WASHINGTON U.S. President George W. Bush hopes a $150 billion economic stimulus package will avert a recession in his final year in office but he also faces another problem: worsening budget deficits.
Democrats have long criticized Bush as fiscally reckless for presiding over a shift from budget surpluses in 2001 to deficits that hit a high of $413 billion in 2004.
For the past three years, however, Bush has trumpeted declines in the annual deficit.
The improvement may have come to an end for now.
A White House official said the budget that Bush will lay out on Monday will include budget deficit forecasts in the range of $400 billion in fiscal 2008 and 2009. That is equivalent to around 2.8 percent gross domestic product.
Those projections are in line with the expectations of many private analysts who say weaker corporate profits and slower growth in Americans' incomes amid a cooling economy will push the deficits higher.
"I would expect the administration's budget to reflect that the economy will grow at a slower pace than it has in the previous few years and that reduces revenues," said Brian Riedl, a budget expert at the Heritage Foundation think tank.
The budget outlook is likely to be gloomier than in recent years, whether or not the economy slips into recession or merely suffers a period of lackluster growth.
A higher budget shortfall could fuel Democratic criticisms and might pose problems for the Republican Party in the November 4 election to pick a successor to Bush.
The budget deficits on Bush's watch have not only been a source of Democratic criticism, but they have also caused unease among some of the president's Republican allies.
Some Republicans who have faulted Bush for failing to take a tough enough approach to spending in his first several years in office believe the president's fiscal record contributed to the Democratic takeover of Congress in the 2006 elections.

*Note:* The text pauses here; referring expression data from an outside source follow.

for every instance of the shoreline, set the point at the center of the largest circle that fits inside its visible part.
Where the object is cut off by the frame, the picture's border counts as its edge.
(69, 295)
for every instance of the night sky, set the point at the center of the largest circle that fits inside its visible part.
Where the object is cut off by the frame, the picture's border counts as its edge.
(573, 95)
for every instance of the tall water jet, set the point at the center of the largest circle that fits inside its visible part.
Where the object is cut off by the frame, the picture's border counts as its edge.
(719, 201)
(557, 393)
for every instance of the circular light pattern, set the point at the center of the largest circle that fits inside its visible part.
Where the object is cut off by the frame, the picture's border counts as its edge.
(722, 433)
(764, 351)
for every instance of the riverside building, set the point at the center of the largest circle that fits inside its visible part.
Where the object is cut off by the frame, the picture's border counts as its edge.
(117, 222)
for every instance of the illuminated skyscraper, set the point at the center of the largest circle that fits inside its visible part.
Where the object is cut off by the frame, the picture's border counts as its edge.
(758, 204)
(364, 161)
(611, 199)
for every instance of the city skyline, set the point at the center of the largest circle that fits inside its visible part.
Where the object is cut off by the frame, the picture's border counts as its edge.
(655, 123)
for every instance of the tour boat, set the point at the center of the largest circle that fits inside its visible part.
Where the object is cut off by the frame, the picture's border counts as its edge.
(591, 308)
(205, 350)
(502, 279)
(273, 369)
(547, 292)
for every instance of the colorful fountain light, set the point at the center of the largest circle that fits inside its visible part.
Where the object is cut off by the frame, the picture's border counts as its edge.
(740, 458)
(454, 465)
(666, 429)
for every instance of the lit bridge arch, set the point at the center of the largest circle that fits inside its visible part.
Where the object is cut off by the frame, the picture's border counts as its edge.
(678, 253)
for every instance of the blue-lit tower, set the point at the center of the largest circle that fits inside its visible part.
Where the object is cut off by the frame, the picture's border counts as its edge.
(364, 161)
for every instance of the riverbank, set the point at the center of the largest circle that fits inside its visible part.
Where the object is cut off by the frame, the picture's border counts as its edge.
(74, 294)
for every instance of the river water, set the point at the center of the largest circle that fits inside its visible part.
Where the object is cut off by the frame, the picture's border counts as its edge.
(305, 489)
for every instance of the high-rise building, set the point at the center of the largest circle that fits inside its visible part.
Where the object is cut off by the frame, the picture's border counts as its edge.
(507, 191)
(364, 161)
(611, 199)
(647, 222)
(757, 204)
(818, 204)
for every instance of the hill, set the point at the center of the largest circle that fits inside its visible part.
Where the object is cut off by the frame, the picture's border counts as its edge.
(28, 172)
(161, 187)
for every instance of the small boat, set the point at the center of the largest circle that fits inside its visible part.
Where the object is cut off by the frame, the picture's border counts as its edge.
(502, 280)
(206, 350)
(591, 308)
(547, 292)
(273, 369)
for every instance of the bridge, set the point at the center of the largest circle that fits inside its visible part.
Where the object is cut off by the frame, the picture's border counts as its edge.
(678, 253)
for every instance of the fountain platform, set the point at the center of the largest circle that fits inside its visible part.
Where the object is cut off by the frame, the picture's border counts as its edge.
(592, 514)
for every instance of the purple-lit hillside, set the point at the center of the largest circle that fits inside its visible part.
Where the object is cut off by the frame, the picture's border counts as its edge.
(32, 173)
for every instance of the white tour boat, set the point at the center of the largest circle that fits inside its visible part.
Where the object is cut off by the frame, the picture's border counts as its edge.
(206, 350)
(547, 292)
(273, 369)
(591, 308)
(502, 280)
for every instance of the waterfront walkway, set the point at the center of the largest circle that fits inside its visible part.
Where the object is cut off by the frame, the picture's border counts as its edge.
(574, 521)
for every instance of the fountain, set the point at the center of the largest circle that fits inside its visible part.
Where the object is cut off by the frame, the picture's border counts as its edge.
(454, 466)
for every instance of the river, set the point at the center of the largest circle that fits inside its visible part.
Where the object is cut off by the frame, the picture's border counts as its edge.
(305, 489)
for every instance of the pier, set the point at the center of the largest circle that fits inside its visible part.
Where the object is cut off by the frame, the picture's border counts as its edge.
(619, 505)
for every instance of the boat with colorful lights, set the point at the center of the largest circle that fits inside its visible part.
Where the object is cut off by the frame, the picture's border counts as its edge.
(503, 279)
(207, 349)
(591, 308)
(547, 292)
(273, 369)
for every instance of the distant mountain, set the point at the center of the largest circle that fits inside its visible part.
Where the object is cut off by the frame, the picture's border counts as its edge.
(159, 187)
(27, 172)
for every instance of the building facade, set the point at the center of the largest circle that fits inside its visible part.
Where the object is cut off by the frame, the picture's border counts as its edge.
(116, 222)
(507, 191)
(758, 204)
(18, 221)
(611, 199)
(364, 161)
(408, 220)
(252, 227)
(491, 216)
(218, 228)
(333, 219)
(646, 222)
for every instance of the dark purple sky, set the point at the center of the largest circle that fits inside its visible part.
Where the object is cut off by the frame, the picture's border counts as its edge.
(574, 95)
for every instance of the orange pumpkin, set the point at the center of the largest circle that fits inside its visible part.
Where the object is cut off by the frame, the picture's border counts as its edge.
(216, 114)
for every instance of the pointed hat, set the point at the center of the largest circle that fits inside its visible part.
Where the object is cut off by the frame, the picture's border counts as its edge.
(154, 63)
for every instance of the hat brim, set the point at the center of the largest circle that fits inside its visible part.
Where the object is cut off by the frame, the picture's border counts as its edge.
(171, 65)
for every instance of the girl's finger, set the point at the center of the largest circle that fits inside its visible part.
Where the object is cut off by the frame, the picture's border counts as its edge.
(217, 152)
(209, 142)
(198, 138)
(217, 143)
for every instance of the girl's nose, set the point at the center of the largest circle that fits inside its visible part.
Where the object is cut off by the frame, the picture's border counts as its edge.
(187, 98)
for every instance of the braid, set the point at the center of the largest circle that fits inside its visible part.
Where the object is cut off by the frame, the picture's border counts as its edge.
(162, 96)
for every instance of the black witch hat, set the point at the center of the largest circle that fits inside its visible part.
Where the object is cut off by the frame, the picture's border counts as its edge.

In a quote that helped fuel perceptions that the administration was not committed to taming budget shortfalls, former U.S. Treasury Secretary Paul O'Neill has said that Vice President Dick Cheney once told him that "deficits don't matter."

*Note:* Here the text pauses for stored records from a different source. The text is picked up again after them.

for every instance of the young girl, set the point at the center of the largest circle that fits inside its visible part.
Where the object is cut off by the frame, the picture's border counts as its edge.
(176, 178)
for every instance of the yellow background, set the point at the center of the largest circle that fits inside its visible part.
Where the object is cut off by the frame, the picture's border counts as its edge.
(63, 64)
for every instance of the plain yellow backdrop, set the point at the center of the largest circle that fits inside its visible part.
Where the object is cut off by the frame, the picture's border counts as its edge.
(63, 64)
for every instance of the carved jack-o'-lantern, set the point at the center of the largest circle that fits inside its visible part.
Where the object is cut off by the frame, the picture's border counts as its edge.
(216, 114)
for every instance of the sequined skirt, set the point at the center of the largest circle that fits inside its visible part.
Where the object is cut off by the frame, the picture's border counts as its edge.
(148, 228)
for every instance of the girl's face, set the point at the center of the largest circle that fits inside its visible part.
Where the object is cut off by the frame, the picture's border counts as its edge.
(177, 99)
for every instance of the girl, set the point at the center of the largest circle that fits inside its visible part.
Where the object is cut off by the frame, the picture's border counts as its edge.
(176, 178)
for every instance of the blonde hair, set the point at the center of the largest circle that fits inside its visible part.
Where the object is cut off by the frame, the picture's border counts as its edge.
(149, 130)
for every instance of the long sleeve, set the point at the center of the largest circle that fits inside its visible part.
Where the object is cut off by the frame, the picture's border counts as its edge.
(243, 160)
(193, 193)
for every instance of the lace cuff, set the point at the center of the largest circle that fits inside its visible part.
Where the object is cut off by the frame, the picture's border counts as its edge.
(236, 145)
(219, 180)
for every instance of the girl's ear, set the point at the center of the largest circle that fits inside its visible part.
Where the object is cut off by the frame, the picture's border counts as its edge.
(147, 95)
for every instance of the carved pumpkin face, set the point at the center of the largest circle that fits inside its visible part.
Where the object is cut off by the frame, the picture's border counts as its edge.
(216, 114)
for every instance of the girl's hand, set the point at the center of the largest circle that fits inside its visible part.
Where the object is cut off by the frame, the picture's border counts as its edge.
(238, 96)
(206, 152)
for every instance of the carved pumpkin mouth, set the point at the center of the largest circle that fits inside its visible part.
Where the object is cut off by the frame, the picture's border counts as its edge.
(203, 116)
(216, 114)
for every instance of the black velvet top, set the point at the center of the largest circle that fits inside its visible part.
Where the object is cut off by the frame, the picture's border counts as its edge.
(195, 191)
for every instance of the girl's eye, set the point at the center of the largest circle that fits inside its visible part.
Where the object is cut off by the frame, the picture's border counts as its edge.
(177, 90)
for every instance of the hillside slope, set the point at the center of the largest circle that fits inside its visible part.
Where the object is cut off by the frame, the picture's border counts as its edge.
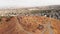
(29, 25)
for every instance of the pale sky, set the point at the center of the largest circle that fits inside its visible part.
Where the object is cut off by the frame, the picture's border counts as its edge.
(27, 3)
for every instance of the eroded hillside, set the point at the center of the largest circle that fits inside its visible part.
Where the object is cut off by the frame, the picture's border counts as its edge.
(29, 25)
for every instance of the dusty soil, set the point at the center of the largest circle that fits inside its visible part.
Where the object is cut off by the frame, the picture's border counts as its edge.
(29, 25)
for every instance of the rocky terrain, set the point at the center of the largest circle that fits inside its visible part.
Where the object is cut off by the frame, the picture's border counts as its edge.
(48, 11)
(34, 20)
(29, 25)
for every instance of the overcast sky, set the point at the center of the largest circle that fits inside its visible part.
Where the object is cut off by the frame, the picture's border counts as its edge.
(27, 3)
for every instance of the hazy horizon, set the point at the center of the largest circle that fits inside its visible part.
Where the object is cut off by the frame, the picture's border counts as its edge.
(27, 3)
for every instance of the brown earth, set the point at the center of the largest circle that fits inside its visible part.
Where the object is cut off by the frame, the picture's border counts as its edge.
(29, 25)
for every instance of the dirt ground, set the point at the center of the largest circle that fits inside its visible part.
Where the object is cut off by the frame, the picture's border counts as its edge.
(29, 25)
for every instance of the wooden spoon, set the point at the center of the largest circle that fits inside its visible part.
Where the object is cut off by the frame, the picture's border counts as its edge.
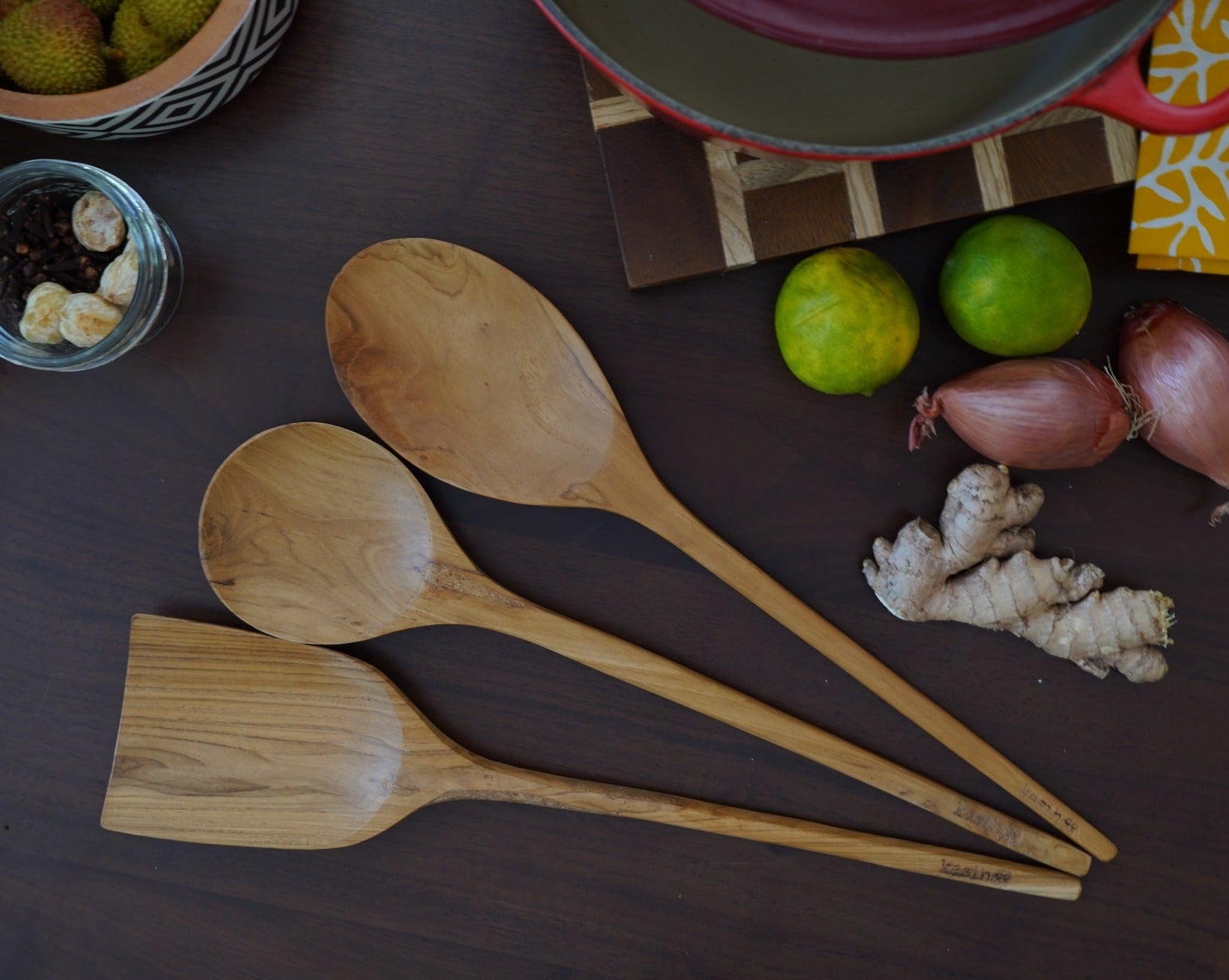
(234, 738)
(470, 373)
(320, 535)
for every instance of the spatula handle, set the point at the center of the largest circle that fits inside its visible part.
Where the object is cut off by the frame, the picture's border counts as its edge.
(674, 522)
(497, 781)
(672, 681)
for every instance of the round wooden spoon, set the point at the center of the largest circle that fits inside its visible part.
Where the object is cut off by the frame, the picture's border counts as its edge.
(320, 535)
(228, 737)
(470, 373)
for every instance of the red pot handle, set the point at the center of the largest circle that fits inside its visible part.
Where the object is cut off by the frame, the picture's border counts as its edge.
(1122, 94)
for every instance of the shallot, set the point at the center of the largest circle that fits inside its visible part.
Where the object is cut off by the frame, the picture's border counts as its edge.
(1177, 369)
(1037, 413)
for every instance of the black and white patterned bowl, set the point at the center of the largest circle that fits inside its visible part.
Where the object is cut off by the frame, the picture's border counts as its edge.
(224, 55)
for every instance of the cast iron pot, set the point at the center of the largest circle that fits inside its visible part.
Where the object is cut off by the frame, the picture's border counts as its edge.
(719, 82)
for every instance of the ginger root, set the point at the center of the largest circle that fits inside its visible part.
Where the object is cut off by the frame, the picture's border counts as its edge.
(978, 568)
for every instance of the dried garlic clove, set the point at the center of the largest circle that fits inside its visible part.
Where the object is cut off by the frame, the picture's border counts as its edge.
(118, 281)
(86, 319)
(97, 223)
(41, 319)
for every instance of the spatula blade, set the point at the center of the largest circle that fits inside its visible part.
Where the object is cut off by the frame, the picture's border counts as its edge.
(233, 738)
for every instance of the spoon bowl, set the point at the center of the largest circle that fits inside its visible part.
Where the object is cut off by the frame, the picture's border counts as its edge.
(471, 374)
(315, 534)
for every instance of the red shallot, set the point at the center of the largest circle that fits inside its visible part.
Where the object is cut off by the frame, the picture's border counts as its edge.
(1037, 413)
(1177, 369)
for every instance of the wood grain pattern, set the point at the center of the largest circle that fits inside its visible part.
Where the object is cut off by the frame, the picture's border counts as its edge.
(233, 738)
(384, 120)
(316, 534)
(473, 375)
(1074, 150)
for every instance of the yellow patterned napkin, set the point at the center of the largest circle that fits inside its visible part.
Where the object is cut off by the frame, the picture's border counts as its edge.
(1181, 208)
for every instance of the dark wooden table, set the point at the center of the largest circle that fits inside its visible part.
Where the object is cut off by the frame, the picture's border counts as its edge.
(385, 120)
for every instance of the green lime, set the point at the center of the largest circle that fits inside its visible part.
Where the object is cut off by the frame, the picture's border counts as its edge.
(1016, 287)
(846, 321)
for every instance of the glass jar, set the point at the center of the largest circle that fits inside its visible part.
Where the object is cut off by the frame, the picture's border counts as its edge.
(159, 264)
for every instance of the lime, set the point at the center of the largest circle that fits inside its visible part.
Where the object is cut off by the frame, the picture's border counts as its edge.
(846, 321)
(1016, 287)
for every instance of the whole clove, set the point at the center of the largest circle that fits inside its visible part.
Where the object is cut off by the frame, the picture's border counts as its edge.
(40, 246)
(41, 249)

While avoiding direct criticism of Bush's policies, Republican presidential candidate John McCain has distanced himself from Bush's approach on the budget. The Arizona senator voted against Bush's 2001 and 2003 tax cuts, although he now says he would support extending them. McCain has also made cutting wasteful government spending a mantra of his campaign.
Bush, too, has taken up the cause of spending restraint lately. In his State of the Union address on Monday, he unveiled a new effort to crack down on special-project spending items that lawmakers add to budget bills.
Democrats have countered that Bush did little to curb such special-project spending when Republicans held control of Congress. Democrats also point to controls they've already put in place to make those spending measures more transparent.
In addition to the slower growth, the $150 billion price tag for the stimulus package of tax rebates and other measures will add to this year's budget deficit.
Bush's funding request for the Iraq and Afghanistan wars for 2008 totals $193 billion and is another source of upward pressure on the deficit.
While most of Bush's Republican allies in Congress have supported the stimulus package that the administration hammered out with leaders in the House of Representatives, some have expressed wariness about its effect on the deficit.
Sen. Judd Gregg, the New Hampshire conservative and senior Republican on the Senate Budget Committee, said the stimulus legislation would "aggravate" the deficit and he voiced doubts about its effectiveness.
Gregg acknowledged a near-term worsening in the budget picture was likely, though he said the bigger fiscal worry was the future cost of entitlement spending.
"Any adjustment in the deficit is going to be a reflection of the economic activity and the slowdown that we're probably heading into," Gregg said. "Of course if we're heading into something more severe than a slowdown we're going to see a very significant adjustment."